Clippers forward Kawhi Leonard drives against Nuggets guard Jamal Murray during Game 5 on Sept. 11, 2020.
The Clippers’ Kawhi Leonard drives against the Nuggets’ Jamal Murray during Game 5 on Friday night.
(Mark J. Terrill / Associated Press)

For Kawhi Leonard, there are no pregame secret handshakes, just an extended claw for his teammates to slap.

When he’s feeling spicy, he’ll raise it up for a simple high-five. But in the second half of Game 5 on Friday night inside the NBA bubble, Leonard drove to the baseline, hung and hit a tough jumper. After he took that hand and pounded his chest, right over his heart, three times. Later, after drilling a three to put the Clippers up 13, Leonard even pumped that massive right fist.

So when a reporter asked Leonard about his numbers — his 36 points and typical havoc-creation on defense — he wasn’t interested.


This one was important.

“I’m just trying to win the basketball game,” Leonard said shortly, even by his standards, after the 111-105 defeat. “Next question please.”

The Clippers are going to need to move on with the same determination after squandering a 16-point lead and the chance to eliminate Denver.

Given a chance to make history, the Clippers instead gave life to the idea they might repeat it with a 111-105 loss to the Nuggets on Friday night.

Sept. 11, 2020

Leonard hit half of his 24 shots, including five from deep, he made all seven of his free throws and grabbed nine rebounds to go with four assists, three steals and even more deflections.

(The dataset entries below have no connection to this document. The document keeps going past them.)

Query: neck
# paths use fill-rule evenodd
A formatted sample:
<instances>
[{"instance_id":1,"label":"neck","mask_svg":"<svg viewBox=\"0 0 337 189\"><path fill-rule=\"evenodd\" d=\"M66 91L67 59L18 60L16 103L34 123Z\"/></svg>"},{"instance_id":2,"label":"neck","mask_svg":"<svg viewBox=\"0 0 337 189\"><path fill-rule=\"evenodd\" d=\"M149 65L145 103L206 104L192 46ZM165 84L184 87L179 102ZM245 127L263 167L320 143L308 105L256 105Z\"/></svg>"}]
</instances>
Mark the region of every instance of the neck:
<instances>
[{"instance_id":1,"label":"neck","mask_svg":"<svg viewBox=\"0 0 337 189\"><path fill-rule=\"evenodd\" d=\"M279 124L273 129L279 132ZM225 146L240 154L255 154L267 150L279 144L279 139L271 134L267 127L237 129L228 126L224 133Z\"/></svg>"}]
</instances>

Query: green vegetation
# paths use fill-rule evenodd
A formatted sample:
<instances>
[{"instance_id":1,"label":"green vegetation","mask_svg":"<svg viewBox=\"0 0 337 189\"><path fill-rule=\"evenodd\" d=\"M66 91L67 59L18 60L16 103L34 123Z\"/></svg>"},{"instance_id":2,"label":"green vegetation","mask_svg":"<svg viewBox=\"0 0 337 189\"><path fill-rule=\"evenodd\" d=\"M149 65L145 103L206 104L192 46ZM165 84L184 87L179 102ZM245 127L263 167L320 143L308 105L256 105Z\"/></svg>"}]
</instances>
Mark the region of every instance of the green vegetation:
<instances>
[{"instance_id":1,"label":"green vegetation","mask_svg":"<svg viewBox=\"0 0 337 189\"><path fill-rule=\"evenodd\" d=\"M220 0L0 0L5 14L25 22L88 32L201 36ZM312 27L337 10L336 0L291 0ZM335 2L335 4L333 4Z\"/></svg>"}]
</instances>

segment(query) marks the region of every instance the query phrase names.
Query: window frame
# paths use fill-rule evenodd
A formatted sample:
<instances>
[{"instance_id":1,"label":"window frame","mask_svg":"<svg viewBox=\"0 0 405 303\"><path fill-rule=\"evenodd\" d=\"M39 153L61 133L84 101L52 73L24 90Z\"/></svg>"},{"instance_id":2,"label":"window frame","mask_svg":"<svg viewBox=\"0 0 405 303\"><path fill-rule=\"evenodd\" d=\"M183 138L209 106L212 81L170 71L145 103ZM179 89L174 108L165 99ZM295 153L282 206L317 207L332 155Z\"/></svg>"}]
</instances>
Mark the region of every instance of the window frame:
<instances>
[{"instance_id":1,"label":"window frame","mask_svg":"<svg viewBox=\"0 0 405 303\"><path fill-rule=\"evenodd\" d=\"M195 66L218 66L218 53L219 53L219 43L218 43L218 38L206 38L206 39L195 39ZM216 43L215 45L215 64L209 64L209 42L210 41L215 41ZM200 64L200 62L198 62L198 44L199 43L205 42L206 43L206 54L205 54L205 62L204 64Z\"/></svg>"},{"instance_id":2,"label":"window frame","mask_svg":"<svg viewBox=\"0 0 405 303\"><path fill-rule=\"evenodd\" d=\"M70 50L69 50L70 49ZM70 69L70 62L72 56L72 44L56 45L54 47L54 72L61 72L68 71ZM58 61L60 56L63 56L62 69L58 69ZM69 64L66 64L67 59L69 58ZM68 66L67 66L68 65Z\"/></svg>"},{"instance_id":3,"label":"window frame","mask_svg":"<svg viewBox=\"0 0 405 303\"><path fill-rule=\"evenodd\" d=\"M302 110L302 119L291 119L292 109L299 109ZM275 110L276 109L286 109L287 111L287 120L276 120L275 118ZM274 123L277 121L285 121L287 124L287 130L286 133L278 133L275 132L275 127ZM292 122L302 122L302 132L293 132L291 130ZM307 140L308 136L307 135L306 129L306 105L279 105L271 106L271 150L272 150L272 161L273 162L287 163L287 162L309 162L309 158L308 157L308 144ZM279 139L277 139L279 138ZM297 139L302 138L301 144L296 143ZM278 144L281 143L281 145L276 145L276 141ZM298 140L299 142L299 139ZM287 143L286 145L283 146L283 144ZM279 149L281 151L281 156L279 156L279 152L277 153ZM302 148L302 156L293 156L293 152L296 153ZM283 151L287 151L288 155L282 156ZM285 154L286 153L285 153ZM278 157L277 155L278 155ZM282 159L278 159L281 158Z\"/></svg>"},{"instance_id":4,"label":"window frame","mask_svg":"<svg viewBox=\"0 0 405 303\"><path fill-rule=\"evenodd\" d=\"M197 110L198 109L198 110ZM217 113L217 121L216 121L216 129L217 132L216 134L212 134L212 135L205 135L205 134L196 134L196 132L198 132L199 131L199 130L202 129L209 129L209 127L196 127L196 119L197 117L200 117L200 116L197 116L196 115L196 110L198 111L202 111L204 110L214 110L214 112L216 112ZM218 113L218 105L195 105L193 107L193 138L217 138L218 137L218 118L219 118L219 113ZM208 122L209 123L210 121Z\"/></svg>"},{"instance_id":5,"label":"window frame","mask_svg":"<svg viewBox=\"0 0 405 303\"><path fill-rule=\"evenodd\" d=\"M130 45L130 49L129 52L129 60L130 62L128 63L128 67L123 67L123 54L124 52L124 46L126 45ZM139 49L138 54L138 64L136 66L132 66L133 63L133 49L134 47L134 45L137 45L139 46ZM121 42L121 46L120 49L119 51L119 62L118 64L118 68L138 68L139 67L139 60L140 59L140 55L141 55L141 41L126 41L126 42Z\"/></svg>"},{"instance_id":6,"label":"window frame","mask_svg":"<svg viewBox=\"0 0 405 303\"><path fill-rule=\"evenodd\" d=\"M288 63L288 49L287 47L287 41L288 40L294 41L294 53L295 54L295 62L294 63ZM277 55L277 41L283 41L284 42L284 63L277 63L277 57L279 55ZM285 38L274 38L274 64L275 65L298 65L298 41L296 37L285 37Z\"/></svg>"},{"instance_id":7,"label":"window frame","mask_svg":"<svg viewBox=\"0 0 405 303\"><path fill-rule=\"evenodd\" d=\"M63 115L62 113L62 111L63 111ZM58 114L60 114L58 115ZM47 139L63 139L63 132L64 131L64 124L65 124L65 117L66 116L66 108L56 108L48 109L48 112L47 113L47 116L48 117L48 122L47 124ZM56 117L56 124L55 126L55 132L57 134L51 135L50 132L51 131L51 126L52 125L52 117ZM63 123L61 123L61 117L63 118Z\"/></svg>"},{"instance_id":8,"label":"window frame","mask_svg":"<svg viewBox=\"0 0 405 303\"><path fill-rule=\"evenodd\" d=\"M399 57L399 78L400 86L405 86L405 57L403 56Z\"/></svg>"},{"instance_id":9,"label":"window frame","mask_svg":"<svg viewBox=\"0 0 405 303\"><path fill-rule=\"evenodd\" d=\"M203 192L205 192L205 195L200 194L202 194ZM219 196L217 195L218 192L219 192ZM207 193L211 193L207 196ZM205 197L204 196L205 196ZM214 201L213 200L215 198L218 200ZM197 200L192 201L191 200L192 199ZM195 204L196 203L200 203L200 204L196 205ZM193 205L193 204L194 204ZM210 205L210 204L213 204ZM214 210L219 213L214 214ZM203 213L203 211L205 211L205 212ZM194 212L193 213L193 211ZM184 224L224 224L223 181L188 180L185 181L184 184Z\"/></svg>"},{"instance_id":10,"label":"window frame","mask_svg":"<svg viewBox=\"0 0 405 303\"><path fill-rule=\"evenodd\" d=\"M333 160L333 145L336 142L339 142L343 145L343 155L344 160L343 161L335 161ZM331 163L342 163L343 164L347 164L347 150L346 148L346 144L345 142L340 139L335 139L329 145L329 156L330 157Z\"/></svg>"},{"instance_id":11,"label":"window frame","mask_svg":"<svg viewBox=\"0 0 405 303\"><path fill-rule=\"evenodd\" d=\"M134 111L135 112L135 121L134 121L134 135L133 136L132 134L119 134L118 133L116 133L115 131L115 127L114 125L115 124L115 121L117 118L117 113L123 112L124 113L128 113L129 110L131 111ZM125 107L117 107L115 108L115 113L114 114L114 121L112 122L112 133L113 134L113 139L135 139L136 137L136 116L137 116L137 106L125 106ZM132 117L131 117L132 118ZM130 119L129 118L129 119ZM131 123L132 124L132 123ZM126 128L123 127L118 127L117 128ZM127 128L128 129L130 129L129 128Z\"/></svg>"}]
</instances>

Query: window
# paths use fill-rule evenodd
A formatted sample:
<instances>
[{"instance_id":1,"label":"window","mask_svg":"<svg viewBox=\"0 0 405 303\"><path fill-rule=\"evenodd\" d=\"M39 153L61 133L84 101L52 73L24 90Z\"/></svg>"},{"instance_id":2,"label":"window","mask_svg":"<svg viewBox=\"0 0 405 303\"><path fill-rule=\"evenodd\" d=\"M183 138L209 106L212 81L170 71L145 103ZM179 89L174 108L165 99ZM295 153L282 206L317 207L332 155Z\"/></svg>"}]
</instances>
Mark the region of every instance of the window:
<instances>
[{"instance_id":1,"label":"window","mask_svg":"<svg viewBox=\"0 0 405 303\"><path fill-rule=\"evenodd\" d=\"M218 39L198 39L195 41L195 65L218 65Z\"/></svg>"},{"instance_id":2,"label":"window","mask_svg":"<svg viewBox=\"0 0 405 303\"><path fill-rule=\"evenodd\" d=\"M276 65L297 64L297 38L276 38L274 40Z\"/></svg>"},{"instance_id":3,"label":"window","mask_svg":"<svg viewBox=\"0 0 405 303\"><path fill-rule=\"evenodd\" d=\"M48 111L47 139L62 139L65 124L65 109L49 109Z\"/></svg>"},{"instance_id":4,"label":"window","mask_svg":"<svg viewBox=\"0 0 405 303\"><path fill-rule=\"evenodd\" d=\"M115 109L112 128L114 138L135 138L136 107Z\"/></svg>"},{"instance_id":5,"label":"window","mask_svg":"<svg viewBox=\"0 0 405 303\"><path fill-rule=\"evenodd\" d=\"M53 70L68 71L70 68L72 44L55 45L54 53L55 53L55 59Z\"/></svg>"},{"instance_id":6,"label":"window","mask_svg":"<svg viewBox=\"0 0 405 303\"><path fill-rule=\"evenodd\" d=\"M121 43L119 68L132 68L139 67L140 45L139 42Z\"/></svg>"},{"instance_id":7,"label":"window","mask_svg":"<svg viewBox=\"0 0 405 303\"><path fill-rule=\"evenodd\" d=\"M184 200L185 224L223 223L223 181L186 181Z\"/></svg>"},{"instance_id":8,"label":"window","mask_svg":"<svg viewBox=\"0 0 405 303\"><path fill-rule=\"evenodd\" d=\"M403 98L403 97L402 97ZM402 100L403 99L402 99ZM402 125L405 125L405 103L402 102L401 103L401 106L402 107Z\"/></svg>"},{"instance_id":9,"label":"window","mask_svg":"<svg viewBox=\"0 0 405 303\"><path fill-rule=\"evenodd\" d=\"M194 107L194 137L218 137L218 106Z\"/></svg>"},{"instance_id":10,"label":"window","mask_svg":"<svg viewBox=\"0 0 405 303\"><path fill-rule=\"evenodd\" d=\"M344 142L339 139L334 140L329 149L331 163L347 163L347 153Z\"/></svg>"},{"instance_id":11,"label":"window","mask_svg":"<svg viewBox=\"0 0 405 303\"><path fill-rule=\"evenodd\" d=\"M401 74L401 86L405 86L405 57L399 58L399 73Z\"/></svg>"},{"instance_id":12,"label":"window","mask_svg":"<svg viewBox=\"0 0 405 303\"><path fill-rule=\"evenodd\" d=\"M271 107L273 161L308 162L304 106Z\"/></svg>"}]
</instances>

His intensity was there from the start of the game, looking down Nikola Jokic on the Clippers’ first possession, hesitating and looking left for just a glance before quickly rising up to hit a jumper. Then on the other end of the floor, it was Leonard reaching out to knock away a pass that would’ve found a wide-open Gary Harris for a corner three.

And later in the game after Denver surged past the Clippers, Leonard knocked down a pair of three-pointers to keep the Clippers in range.


Combined with Paul George, the pair scored 62 of the Clippers’ 105 points. But, they needed more.

“We need everybody,” Leonard said.

The most obvious place for it to come from would be the Clippers’ bench tandem of Lou Williams and Montrezl Harrell — a pair of players primarily on the floor because of their offense. Friday, they combined for only 10 points. In every other game this series, they’ve had at least twice that.

Key plays from the Clippers’ 111-105 loss to the Denver Nuggets in Game 5 of their Western Conference semifinal series Friday.

Leonard’s production has been as steady as it gets this postseason with few exceptions. Of the players still playing in the bubble, no one is averaging more than his 29.8 points. The scoring’s getting done with Leonard’s trademark efficiency too. Of the 20-points-per-game scorers left in the bubble, only Anthony Davis and LeBron James are making a higher percentage of their shots.

Leonard had struggled from deep this postseason, but he even snapped out of that Friday in Game 5.

His numbers have been almost identical to last postseason, when Leonard led the Toronto Raptors to their first title. This year in Los Angeles, he’s trying to do the same.

“He’s amazing,” Clippers coach Doc Rivers said. “We couldn’t ask much more of him, honestly.”

They’ll lean on the ultra-serious, ultra-level-headed star to keep the Clippers locked in, to keep them from panicking after letting such a good chance slip through their fingers.

“He obviously is the most successful player on this team, and he’s been through these. I’ve been through these, but not to the extent he has,” George said after the loss.

“But you rally with a guy that has that experience and knows what he’s talking about. We’re an even-keel group as is. It makes it that much better that our leader is the guy we can fall back on, knowing that we’ll be all right.”